Many years would pass until the opportunity to open her first art studio transpired in December 2021 in the Boorloo (Perth) riverside suburb of Guilford.

Opening her own studio is something Wyborn had always dreamt off to create a safe space to empower Aboriginal kids through art.

"To help young artists learn the valve of their own artwork and from that the value of their own self, As Aboriginal people it's already hard to value ourselves," Wyborn said.

"I have a lot of niece's and nephews who are deadly little artist, but there is nowhere for them to go.

"So I've got this place here in my gallery where I provide them that, for the young ones."

Wyborn's workshops incorporate cultural appropriation and cultural appreciation as away of teaching the truth of Aboriginal history.

Clients come from all walks of life, wanting to learn more about Aboriginal art and history through Wyborn.

She educates the wider community about emotional topics by yarning and showing them how to tell their own story through their paintings.

"A lot of people don't know the truth of our first nation people, they sit there with a shocked look on their face, but then they walk away with the awareness," Wyborn said.

Ivy Vinci in the Boola Bardip Gown.

It is through her art sessions Wyborn plants the seed into her non Indigenous participants.

From there it is their responsibility to create strong connections within their own community with the knowledge they gained through the workshop.

"When they finish their story that they paint, they now have a tangible item that they take home," Wyborn said.

"When they have visitors it becomes a conversation started and from there they will speak from what I have spoken."

When it comes to her Indigenous clients, Wyborn acknowledges every tribe has a different way of painting which should be embraced.

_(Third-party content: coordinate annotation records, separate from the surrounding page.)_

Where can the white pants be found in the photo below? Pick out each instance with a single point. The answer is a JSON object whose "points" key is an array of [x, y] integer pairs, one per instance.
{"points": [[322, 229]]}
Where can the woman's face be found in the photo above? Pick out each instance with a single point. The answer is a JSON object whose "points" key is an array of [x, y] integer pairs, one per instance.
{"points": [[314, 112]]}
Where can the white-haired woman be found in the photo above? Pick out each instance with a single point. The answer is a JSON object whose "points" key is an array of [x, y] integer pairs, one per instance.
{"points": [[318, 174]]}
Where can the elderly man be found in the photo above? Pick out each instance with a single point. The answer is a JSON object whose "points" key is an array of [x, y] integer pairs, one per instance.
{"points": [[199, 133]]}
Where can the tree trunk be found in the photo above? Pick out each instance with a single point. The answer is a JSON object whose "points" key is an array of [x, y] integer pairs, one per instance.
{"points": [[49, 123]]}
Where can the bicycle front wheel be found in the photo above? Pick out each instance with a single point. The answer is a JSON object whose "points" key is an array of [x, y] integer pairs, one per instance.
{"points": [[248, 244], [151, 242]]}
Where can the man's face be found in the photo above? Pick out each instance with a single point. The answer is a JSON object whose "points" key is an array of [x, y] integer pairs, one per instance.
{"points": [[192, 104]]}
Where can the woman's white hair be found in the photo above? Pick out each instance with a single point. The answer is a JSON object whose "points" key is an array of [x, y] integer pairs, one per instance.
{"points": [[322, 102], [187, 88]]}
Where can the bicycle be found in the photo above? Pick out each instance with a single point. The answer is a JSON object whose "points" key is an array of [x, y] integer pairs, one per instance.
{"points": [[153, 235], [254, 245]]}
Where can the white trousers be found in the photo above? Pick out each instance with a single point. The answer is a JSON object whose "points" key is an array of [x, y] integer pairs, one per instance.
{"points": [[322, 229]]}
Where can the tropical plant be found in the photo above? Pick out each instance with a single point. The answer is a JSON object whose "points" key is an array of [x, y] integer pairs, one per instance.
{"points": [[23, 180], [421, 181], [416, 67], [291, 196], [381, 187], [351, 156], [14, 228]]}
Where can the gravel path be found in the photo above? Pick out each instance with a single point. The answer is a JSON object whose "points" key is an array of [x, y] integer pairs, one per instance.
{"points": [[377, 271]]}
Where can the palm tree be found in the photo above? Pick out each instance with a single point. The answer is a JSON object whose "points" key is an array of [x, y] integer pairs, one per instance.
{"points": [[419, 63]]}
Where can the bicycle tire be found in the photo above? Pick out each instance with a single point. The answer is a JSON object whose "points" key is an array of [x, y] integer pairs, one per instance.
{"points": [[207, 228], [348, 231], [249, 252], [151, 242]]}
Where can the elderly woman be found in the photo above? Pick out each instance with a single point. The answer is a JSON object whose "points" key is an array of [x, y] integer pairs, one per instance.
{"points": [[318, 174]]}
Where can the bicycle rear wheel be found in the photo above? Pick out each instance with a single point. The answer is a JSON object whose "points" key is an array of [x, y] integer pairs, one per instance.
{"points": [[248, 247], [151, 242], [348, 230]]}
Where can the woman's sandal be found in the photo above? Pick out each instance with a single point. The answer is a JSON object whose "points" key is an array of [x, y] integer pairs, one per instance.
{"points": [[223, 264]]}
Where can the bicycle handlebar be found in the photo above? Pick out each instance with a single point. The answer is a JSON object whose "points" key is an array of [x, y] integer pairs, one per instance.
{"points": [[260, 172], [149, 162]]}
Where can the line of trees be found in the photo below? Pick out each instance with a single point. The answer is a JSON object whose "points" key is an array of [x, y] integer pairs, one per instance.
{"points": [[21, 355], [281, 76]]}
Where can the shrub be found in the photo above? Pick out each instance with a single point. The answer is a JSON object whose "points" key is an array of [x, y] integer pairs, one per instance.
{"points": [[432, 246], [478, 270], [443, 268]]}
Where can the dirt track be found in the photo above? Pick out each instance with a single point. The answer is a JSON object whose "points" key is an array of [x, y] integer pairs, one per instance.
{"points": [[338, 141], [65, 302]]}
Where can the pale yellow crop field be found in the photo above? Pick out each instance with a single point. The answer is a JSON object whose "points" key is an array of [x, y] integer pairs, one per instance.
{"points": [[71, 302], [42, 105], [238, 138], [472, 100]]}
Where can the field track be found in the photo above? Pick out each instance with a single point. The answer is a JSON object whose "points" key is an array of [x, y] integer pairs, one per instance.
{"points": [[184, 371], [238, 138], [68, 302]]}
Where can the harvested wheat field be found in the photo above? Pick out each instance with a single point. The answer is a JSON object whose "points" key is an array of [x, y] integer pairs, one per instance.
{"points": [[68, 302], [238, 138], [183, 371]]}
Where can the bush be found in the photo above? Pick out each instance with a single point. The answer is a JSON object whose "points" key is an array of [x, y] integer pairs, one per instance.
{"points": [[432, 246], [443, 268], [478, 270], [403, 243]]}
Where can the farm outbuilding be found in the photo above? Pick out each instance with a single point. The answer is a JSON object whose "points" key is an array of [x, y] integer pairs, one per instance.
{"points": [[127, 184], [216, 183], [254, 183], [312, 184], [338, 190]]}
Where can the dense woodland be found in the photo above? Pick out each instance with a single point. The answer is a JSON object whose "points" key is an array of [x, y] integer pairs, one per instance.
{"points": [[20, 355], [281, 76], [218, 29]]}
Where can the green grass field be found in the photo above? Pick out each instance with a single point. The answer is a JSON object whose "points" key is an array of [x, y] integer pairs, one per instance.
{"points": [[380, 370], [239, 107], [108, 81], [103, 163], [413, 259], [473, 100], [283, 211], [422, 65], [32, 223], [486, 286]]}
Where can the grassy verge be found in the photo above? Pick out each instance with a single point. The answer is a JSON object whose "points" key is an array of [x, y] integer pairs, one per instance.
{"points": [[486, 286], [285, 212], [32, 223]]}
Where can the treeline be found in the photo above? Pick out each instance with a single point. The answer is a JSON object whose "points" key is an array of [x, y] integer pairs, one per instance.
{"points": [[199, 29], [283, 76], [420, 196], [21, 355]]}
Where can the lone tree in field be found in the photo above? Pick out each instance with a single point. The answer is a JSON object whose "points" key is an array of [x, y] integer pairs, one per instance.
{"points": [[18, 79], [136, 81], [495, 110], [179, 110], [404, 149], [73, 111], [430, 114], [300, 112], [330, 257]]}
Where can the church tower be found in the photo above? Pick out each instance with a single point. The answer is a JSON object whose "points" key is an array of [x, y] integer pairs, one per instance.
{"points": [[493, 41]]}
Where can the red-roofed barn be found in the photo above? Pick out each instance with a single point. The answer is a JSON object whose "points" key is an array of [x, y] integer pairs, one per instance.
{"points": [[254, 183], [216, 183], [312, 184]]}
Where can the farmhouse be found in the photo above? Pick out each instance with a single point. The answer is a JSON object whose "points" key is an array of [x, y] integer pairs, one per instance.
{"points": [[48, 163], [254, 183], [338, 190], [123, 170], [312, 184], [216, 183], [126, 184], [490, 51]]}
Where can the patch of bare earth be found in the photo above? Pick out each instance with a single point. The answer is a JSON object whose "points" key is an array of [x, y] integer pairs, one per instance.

"What I am teaching you may not be your people's way" Wyborn said

"But when you're older and when you are ready, you will have the confidence to go back to your mob and learn your way.

"(I am) setting the foundation for them."

Sammy with Miss and Mr NAIDOC's of 2022

Besides her art business, Wyborn has a collection of achievements to her name, from hand-painting a gown now in Boola Bardip Museum to winning the Shinju Photography award in 2016.

Yet her most recent achievement is being the first Aboriginal women to hand craft this year's Mr and Miss NAIDOC crowns.

But things weren't always easy when it came to pursing her dreams; at some point Wyborn thought she was sending her family backwards finically.

"It was honestly the hardest decision of my life, but I know deep in my soul what I am providing for our Indigenous people as a whole, and creating awareness in our community," she said.

"It's worth it, I just have to keep pushing through."

Wyborn's studio isn't just about art, it's a community for young Indigenous kids from everywhere to be apart of a space where they can leave their shame factor at the door.

To fully embrace their culture and grow as an artist by connecting to their Aboriginal heritage.

Unfortunately Wyborn lost both of her parents before she got the chance to open her first art studio, something her mother always wanted to do herself.

In her own way of honouring them, she opened her studio in homage to her parents.